Tuesday, May 10, 2011

Barack Obama is no Michael Dukakis or Jimmy Carter


I have been thinking about the "bump" that President Obama received in his popularity numbers after it was reported that Osama bin Laden had been killed. I know some people don't think that we should even talk about the impact of such things on political popularity. They are wrong. Politics is, in great part, about how the public judges the actions of its leaders. We determine our support for them based on the things they do or even choose not to do and we consider every nuance of their behaviour in these decision making processes as we make our judgements. I'm not sure I see how it can be any other way.

I did think, in perhaps what is a somewhat roundabout way, that one of the reasons Obama benefited from the decision to order the mission is that it helped to address the concern that some people have that Obama is a bit too cool, a bit too emotionally detached from events around him. We have heard the "no drama Obama" thing and may have thought it was mostly a good thing that our president was in such control of his emotions. Some, however, might have been thinking that a bit more drama would be okay too, that it would be alright if our president showed that he was emotionally engaged and, let's call it what it is, pretty cold-blooded if the need arose, tough enough to get the job done.

Then I thought of Michael Dukakis in the 1988 presidential debate with George H.W. Bush when Dukakis was asked if he would support the death penalty for someone who, hypothetically speaking, had raped and murdered his wife. His answer, which even he later regretted, helped to ensure that he would not win the presidency (his polling numbers actually dipped significantly after the debate). Rather than say that he would be out of his mind with anger and at least at first wish revenge, he immediately struck a professorial pose. Rather than react in any real way at all he launched immediately into his set speech about opposing capital punishment.

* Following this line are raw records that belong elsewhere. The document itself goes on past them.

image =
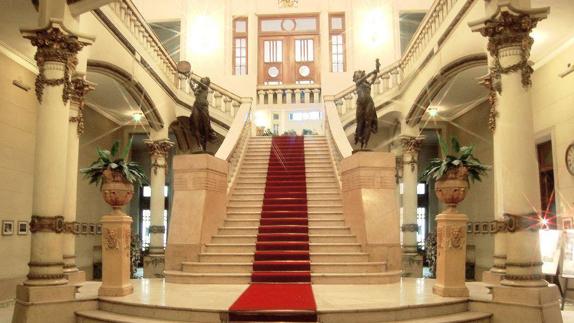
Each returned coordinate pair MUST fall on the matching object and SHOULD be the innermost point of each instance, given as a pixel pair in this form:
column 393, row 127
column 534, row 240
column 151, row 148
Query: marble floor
column 329, row 298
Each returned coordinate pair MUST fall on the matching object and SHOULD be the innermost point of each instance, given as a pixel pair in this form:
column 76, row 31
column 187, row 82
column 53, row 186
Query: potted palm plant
column 453, row 172
column 115, row 175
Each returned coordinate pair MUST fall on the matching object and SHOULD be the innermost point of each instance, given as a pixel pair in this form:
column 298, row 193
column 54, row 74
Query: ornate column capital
column 510, row 27
column 159, row 149
column 55, row 43
column 80, row 87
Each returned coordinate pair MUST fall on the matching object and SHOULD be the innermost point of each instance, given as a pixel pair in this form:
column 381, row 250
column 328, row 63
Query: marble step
column 317, row 238
column 256, row 216
column 464, row 317
column 310, row 203
column 247, row 257
column 308, row 176
column 312, row 230
column 247, row 267
column 316, row 278
column 116, row 312
column 313, row 247
column 258, row 197
column 232, row 223
column 311, row 208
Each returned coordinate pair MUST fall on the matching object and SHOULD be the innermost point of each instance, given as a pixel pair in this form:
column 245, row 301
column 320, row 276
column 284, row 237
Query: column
column 507, row 27
column 154, row 262
column 56, row 59
column 80, row 88
column 412, row 261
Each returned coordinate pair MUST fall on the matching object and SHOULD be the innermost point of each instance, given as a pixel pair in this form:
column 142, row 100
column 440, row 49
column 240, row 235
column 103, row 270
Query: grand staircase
column 336, row 256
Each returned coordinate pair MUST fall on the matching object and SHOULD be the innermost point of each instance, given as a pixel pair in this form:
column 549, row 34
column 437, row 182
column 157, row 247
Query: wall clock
column 570, row 159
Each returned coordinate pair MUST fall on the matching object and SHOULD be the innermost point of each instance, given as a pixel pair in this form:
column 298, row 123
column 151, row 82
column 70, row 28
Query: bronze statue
column 199, row 121
column 366, row 114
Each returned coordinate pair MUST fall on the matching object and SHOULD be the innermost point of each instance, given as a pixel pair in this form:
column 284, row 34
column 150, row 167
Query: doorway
column 288, row 50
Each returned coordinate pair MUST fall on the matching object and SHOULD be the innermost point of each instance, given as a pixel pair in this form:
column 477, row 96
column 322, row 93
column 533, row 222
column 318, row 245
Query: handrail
column 398, row 71
column 128, row 13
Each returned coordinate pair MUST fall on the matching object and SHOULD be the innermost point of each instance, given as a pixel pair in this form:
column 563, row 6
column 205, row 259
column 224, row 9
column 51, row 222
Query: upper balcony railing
column 288, row 94
column 393, row 76
column 220, row 99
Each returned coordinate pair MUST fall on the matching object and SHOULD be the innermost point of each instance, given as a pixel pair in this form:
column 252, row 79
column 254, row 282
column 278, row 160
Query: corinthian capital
column 411, row 144
column 55, row 43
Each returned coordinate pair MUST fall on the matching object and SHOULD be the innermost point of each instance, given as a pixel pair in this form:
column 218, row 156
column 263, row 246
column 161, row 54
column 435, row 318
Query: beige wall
column 17, row 138
column 553, row 109
column 372, row 32
column 90, row 204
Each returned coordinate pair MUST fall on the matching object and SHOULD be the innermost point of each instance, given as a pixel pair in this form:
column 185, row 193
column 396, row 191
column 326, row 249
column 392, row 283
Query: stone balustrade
column 421, row 45
column 288, row 94
column 220, row 99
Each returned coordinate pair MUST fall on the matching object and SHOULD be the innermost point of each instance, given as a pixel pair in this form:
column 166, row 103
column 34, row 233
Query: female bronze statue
column 199, row 121
column 366, row 114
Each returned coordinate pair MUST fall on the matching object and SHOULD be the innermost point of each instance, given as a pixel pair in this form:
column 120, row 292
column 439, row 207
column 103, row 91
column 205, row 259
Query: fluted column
column 412, row 263
column 80, row 88
column 56, row 59
column 159, row 150
column 517, row 187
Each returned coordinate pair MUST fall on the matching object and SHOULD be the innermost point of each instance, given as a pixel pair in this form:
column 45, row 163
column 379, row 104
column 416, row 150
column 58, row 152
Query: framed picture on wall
column 477, row 227
column 493, row 228
column 7, row 227
column 485, row 228
column 22, row 228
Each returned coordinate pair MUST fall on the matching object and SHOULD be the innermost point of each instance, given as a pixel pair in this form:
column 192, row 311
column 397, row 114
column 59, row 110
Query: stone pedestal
column 116, row 239
column 154, row 265
column 451, row 255
column 198, row 208
column 369, row 205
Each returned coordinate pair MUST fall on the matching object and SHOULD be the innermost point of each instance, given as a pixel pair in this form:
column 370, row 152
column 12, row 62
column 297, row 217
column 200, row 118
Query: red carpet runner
column 280, row 287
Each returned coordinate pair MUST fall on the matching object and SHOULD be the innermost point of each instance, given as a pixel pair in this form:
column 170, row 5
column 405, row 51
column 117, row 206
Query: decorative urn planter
column 451, row 188
column 116, row 190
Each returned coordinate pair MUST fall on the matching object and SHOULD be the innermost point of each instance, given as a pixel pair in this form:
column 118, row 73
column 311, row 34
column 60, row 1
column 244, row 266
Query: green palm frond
column 130, row 170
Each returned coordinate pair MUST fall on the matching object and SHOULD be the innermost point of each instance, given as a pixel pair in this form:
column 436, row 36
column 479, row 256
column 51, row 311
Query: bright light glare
column 137, row 116
column 432, row 111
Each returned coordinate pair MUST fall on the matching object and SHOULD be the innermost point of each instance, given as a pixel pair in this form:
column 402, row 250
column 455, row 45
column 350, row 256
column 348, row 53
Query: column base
column 492, row 278
column 154, row 265
column 412, row 265
column 116, row 291
column 449, row 291
column 36, row 294
column 527, row 305
column 75, row 277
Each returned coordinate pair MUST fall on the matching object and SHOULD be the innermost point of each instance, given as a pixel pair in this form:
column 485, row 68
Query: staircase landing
column 409, row 301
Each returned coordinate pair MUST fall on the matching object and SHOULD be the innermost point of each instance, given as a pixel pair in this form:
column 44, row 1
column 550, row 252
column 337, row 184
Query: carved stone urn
column 116, row 190
column 451, row 188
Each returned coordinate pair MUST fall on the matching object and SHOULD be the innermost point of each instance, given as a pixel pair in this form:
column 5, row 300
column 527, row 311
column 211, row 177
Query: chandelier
column 288, row 3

No show of emotion. No proof that a human being resided therein. The question was obviously completely unfair. It was a set up, but it may have ended his campaign.

As for Obama, having the courage to send those Navy SEALS into that compound knowing that a failed mission would have been disastrous not just for the country but perhaps also for his own political career took some balls. In a political sense, a failed mission would have paired him with Jimmy Carter forever as a "failed president," not that we are supposed to think of things in such terms.

Anyway, something about the whole constellation of events that ended in the death of bin Laden showed Obama in an emotionally accessible way that had not previously been evident to a lot of people and it has perhaps made some of those people trust him a bit more. People can be funny that way. Ask Michael Dukakis.